A new report from the National Institute of Standards and
Technology (NIST) shows that investment in
measurement science has and will continue to have a dramatic effect on
innovation, productivity, growth and competitiveness in and among high
technology sectors. Citing the semiconductor industry as a case in
point, the analysis, prepared for NIST by RTI International (RTI),
estimates that the $12 billion spent on advancing measurement
capabilities during the decade beginning in 1996 will have saved that
sector more than $51 billion in scrap and rework costs by 2011 - a net
benefit of approximately $39 billion.

NIST researcher Russell Hajdaj prepares silicon wafers that will be "baked" as part of the processing required for producing new types of semiconductor devices
RTI estimates that for every dollar spent on measurement, the
industry as a whole saw a $3.30 return. (Dollar amounts represent 2006
dollars adjusted for inflation.) The report found that the strategic
focus on measurement technologies pursued by the International
Technology Roadmap for Semiconductors (ITRS), a consortium of chip
manufacturers and related stakeholders, benefited both the industry and
consumers through the reduction of defect rates and the miniaturization
of feature size. The advances fostered through this effort, among
others, resulted in lower costs, higher product quality and ever faster
processing speeds.
Measurement technology has allowed the industry to keep up
with “Moore’s Law,” which predicts the
number of transistors per chip will double every two years. By the
early 1990s, the industry realized it would no longer be possible to
satisfy this benchmark without the ability to manipulate
nanoscale-sized features.
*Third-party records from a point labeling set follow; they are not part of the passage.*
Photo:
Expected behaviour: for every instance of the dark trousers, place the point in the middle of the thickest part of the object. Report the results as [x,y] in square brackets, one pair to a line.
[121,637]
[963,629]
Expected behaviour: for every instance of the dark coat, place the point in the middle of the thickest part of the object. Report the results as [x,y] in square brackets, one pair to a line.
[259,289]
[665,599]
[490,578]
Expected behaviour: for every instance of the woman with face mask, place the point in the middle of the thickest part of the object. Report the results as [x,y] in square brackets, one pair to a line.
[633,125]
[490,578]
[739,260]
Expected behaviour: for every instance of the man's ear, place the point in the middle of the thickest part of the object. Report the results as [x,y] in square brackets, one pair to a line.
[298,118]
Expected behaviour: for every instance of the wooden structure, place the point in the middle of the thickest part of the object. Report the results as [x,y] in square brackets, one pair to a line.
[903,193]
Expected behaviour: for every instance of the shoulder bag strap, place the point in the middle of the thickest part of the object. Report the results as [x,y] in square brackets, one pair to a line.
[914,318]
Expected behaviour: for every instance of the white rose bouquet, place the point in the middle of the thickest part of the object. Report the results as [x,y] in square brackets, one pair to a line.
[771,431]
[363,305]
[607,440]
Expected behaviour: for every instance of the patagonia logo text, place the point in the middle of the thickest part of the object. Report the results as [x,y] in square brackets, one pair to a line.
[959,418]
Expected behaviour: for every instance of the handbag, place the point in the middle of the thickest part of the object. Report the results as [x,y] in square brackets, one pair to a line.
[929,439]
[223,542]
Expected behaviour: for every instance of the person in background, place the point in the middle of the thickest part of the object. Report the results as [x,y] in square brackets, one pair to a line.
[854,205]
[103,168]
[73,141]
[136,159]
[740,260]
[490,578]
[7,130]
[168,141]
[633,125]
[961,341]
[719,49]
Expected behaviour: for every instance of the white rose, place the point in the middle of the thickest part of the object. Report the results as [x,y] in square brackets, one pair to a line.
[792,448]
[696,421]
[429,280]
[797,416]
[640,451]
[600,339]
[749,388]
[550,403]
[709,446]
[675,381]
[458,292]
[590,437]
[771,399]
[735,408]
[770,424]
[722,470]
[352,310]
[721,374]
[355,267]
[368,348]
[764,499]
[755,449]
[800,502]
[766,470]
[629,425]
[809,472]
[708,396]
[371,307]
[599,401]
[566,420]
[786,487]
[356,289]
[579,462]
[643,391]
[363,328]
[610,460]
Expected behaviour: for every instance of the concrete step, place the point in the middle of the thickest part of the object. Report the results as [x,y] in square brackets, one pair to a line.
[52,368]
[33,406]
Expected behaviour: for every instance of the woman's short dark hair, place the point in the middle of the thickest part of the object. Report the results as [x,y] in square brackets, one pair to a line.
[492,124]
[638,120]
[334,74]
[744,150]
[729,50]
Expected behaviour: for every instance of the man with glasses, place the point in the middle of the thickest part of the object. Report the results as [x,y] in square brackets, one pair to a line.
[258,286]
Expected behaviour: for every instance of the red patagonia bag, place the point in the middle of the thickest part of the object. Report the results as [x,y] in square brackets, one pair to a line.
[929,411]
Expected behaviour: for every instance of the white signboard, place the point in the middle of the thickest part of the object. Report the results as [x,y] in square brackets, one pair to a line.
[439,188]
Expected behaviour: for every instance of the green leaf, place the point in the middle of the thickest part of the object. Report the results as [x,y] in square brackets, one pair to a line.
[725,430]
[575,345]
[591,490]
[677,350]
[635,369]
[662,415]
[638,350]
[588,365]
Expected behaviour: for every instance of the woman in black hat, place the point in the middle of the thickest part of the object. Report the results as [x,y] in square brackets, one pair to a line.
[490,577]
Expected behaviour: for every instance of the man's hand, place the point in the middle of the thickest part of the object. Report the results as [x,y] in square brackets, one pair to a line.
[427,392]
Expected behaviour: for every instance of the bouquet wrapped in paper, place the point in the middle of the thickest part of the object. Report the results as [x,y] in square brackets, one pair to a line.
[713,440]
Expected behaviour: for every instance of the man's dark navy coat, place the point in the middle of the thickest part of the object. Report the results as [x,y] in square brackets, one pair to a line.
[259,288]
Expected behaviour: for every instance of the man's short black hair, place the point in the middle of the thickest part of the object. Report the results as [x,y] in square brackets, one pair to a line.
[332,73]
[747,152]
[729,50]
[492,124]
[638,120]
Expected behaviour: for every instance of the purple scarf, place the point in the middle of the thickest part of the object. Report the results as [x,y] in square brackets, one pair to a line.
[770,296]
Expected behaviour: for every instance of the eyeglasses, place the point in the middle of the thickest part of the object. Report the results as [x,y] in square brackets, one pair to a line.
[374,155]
The report credits the initiative to augment
nanoscale measurement capabilities outlined in the ITRS and its
predecessor as one of the factors that helped manufacturers to increase
the possible number of transistors per chip from 3.1 million in 1996 to
1.7 billion in 2006 while making marked improvements in quality,
design, software and interoperability.
The report underlines the importance of measurement science to
the semiconductor industry and highlights several areas that need
further improvement if the industry is to stay on pace. These areas
include the need for new standards for measuring features lengths at 32
nanometers, new techniques for controlling radio-frequency
electromagnetic energy and high-frequency magnetic fields, and better
chemical and materials standards, as well as new and more accurate
calibration, interoperability and test standards.
RTI gathered the information for this analysis through surveys
and other means. The answered queries accounted for more than 80
percent of the semiconductor industry, and the results were taken to be
representative of the industry as a whole. The results may also be
viewed as conservative in that RTI was able to quantitatively estimate
productivity impacts but not increases in quality.